When it was time to have the injections, he went in first. I was expecting a loud cry from him, like all the other kids who had theirs. There was none. After a few minutes, my name was called and I was asked to come into the injection room. I met Kelly on his way out. He asked that I stoop down so he can whisper something to my ear.

"It really hurts. But its okay. I'm a grown up now. Don't cry when it's your turn, ok?" With that, he waved goodbye to me.

As I sat through the seven injections for that initial session, I had Kelly on my mind. The little boy who loved his mother even if he could not even remember how she looked like, the little boy who was not afraid of anything because he put all his trust in the unconditional love and protection of his mother.

As the nurse buried each needle deep into my muscles, I took the pain as little Kelly did - bravely and without fear. He did his mother proud. I was not about to fail my own.

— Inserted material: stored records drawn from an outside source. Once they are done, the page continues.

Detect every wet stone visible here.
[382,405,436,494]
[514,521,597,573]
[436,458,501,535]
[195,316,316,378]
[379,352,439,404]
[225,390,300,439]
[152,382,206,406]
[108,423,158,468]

Postscript: This blog entry is dedicated to the mothers in my family, most especially to our dear Nanay. It's been almost 10 years since she passed on and left us bereaved, but her memory lives on. On this Mother's Day, I pay tribute to her and all the women who made all of us possible.

1 comment:

Frankie "NC" Torres said...

...I'm green with envy when it comes to your writing style. That much is obvious, because of the "competition" comment I made a while back.

I'm deeply touched by your sentiments when it comes to your mother. This is a side of you I don't really get to see. You've expressed yourself with tasteful eloquence, preventing the overbearing "mushy" feeling from pervading your piece. Your last line was very well placed.